Lymphocytic cholangitis presents most commonly in older cats.  There may be a breed predilection for Norwegian Forest cats and Persians. The disease is clinically silent during the early stages showing slow progression and usually chronically established by the time of biopsy. An immune mediated cause has been suspected but there is a variable response to steroids. Recently Helicobacter pylori have been found in 2 studies, mirroring the findings in human primary biliary cirrhosis and sclerosing cholangitis.  The significance of this has to be established.

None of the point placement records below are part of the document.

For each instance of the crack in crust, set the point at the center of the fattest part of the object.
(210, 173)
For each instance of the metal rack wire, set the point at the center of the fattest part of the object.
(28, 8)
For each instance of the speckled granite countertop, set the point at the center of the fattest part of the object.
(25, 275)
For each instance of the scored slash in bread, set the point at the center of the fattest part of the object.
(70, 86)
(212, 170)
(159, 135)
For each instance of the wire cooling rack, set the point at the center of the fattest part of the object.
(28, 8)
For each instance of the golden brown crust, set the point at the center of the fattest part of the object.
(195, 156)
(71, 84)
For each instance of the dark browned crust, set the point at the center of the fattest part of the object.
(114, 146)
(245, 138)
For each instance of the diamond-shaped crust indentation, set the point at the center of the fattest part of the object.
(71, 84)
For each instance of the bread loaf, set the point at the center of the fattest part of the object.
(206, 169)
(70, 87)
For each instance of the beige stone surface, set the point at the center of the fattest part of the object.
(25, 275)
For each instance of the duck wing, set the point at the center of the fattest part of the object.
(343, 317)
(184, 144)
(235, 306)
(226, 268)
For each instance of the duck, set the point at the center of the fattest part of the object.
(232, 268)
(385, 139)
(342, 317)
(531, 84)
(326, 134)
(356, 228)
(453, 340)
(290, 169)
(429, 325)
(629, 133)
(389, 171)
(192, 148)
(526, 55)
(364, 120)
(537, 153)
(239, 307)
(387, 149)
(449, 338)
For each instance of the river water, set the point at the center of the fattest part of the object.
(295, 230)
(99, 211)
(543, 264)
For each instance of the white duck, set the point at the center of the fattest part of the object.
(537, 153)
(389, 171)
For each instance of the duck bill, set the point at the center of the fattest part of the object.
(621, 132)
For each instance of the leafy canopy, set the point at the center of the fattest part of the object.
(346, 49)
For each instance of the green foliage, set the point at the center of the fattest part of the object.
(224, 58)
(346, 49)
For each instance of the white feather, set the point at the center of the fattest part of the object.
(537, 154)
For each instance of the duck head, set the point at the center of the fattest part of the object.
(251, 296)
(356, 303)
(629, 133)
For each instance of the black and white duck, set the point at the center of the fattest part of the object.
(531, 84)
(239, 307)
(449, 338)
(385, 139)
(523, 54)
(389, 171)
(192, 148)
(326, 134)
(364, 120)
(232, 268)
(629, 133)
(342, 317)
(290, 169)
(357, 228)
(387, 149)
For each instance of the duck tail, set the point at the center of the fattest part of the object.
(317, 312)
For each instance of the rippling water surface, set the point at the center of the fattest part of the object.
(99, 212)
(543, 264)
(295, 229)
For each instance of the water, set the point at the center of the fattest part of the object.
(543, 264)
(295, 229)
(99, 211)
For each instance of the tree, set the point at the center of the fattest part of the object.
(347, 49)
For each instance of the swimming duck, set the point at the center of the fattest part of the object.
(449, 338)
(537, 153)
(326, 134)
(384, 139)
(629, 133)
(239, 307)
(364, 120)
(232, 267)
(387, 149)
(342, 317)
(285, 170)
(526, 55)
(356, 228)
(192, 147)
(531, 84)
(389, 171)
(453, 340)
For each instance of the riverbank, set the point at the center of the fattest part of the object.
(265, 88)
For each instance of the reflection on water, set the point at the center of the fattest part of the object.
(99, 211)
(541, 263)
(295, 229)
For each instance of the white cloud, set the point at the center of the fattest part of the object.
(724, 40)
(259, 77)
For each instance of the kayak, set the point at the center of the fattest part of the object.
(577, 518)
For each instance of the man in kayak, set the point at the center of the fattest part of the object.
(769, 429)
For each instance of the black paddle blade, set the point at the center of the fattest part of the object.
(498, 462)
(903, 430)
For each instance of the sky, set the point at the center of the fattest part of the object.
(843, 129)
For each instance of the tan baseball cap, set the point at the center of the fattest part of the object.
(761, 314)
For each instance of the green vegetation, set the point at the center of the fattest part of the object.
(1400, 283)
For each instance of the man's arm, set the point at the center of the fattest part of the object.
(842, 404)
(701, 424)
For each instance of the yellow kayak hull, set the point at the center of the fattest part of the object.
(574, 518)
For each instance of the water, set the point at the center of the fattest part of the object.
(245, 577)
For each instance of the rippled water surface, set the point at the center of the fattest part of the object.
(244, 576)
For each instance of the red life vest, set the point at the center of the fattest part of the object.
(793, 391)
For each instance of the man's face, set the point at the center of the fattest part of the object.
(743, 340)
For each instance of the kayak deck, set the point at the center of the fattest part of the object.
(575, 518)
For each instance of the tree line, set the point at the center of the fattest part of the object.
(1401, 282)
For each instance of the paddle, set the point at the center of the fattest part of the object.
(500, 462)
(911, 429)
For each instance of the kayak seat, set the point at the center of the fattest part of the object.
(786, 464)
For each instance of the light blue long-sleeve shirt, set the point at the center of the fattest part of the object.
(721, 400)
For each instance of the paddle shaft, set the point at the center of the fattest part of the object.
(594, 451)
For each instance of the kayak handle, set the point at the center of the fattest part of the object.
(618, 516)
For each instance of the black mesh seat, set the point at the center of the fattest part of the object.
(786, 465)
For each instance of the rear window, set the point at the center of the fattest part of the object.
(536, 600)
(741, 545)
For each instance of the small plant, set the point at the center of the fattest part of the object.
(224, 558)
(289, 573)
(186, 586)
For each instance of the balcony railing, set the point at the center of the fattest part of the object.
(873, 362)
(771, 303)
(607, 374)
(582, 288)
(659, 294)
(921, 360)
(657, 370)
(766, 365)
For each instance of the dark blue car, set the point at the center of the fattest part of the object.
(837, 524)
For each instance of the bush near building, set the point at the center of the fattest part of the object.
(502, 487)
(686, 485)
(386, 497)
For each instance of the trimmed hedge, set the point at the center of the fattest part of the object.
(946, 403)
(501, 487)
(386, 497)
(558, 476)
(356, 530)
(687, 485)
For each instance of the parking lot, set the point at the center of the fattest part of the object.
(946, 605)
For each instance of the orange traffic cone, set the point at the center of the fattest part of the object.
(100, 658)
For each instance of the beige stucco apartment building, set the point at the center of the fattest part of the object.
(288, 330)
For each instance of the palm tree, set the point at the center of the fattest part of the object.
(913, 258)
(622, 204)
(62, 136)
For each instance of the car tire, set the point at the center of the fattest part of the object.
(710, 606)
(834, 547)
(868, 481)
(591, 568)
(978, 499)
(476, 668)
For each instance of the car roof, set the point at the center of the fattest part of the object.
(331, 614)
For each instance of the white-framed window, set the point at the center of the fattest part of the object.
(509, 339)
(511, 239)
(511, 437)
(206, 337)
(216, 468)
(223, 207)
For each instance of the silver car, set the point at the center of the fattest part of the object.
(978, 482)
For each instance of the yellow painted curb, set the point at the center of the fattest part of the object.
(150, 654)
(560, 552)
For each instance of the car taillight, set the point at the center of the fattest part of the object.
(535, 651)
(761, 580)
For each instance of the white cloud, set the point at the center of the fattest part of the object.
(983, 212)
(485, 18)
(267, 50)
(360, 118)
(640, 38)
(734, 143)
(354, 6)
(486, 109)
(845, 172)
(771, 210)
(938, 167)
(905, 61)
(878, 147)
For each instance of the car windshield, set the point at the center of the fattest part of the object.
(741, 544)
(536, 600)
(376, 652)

LC cases are thin and jaundiced and definitive diagnosis rests on histopathological findings..LC treatment comprises:

  • Supportive treatment as for NC including fluids, nutrition
  • Initial treatment with antibiotics for 7-10 days
  • Prednisolone 1mg/kg for 2 weeks. This may be required long term after tapering the dose with the aim of keeping the bilirubin level in the reference range
  • Micronutrient support as for LC

Finally the key points of cholangitis were summarised as: –

  • Clinically NC and LC look very similar
  • NC likely to be associated with ascending bacteria
  • Aetiology of LC may be immune mediated? Biliary tracts may show bizarre dilatations on ultrasound
  • Prednisolone + Ursodeoxycholic acid is currently the medical treatment of choice
  • Serum bilirubin appears to be the best indicator for monitoring
  • Pancreatitis and IBD occur commonly with either form of cholangitis

The final part of this webinar demonstrated the placing of naso-oesophageal tubes (preferred to naso-gastric tubes as the latter risks reflux of acid from the stomach)

The placements were well illustrated.

Reviewer’ comments

The subject of feline liver disease gets a very thorough airing in these two (part 1 and part 2) veterinary webinars. Both general practitioners wanting to get up to speed on the subject and specialists, including those on the specialist route, will get an enormous amount from the material given.  Throughout, the relaxed style and clear explanation doesn’t falter and neither will your interest.